Hello guys,

I've spent some time experimenting with various performance optimisations
and I would like to share my latest results with you:

I've run a lot of tests using Callgrind, which is part of the
Valgrind<http://valgrind.org/>tool (documentation
here <http://valgrind.org/docs/manual/cl-manual.html>). In doing so, I've
concluded that a disproportionate amount of time is spent copying values
(this can be parallelised; more about that below).

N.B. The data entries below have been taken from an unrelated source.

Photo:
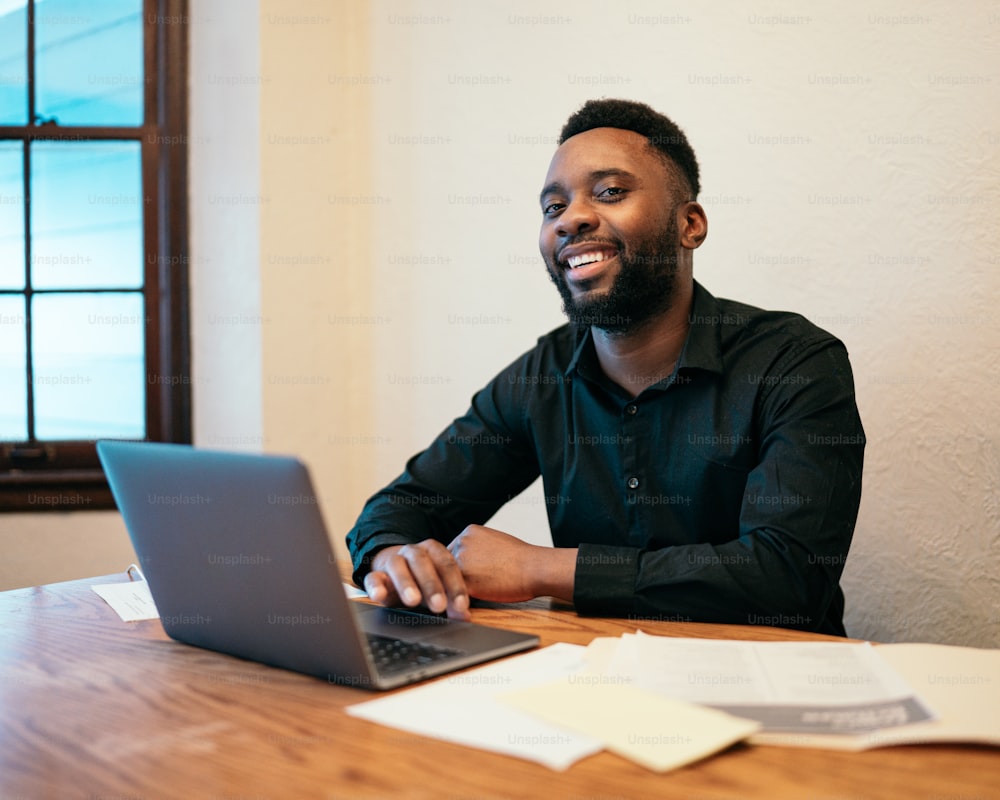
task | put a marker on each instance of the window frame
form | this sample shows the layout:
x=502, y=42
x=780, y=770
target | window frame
x=67, y=475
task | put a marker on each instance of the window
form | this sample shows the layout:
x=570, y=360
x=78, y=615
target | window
x=93, y=240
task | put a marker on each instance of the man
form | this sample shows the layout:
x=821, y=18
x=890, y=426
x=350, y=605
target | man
x=701, y=458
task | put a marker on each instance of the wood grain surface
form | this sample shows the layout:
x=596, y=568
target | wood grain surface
x=94, y=707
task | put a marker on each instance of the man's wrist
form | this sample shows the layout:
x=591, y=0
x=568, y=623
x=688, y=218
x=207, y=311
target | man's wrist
x=553, y=572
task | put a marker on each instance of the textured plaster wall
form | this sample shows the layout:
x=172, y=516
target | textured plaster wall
x=850, y=172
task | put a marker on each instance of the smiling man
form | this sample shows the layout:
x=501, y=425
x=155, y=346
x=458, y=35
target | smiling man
x=701, y=458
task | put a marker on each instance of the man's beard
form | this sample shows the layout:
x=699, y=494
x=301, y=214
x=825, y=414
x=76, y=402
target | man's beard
x=643, y=290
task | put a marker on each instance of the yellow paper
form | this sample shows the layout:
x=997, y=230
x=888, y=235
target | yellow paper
x=654, y=731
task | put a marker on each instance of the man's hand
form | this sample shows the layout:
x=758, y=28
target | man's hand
x=414, y=573
x=504, y=569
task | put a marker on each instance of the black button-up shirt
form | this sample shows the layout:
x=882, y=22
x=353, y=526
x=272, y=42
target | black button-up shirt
x=727, y=492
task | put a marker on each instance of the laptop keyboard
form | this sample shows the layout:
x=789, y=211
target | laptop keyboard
x=395, y=655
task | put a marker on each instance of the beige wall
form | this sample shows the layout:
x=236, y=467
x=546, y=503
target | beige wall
x=850, y=171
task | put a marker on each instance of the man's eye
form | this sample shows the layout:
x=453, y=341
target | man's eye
x=611, y=193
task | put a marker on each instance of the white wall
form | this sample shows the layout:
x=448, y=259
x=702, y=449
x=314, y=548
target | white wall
x=850, y=171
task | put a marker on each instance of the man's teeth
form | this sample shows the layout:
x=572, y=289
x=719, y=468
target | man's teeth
x=586, y=258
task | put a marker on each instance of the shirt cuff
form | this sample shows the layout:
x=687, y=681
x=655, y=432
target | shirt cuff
x=362, y=560
x=604, y=583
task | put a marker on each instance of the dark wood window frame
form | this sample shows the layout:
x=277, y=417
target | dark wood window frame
x=66, y=475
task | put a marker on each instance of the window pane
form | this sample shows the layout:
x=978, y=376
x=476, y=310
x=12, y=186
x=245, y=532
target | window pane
x=88, y=61
x=13, y=62
x=11, y=215
x=89, y=368
x=13, y=378
x=86, y=215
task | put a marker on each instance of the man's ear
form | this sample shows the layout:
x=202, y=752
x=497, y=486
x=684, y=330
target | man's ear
x=692, y=224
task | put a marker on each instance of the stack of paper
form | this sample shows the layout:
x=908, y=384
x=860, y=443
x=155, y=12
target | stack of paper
x=665, y=702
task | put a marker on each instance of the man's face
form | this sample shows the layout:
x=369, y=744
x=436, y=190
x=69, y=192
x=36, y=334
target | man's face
x=609, y=230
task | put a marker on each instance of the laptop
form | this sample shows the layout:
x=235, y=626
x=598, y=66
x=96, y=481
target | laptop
x=238, y=560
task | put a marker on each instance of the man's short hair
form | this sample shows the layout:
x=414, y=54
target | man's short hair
x=660, y=131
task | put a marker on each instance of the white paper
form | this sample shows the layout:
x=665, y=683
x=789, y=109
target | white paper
x=132, y=601
x=464, y=708
x=829, y=687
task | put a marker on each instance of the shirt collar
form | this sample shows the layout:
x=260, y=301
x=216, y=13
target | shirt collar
x=702, y=348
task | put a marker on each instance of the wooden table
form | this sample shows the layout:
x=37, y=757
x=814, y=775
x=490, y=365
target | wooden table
x=94, y=707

I set out to see how much faster I could make simple test program that
applied a monadic scalar function. Here is my test program:

∇Z←testinv;tmp
src←10000 4000⍴÷⍳100
'Starting'
tmp←{--------⍵} time src
Z←1
∇


This program calls my time operator which simply shows the amount of time
it took to execute the operation. This is of course needed for
benchmarking. For completeness, here is the implementation of time:

∇Z←L (OP time) R;start;end
start←⎕AI
→(0≠⎕NC 'L')/twoargs
Z←OP R
→finish
twoargs:
Z←L OP R
finish:
end←⎕AI
'Time:',((end[3]+end[2]×1E6) - (start[3]+start[2]×1E6))÷1E6
∇


The unmodified version of GNU APL runs this in *5037.00* milliseconds on my
machine.

I then set out to minimise the amount of cloning of values, taking
advantage of the existing temp functionality. Once I had done this, the
execution time was reduced to *2577.00* ms.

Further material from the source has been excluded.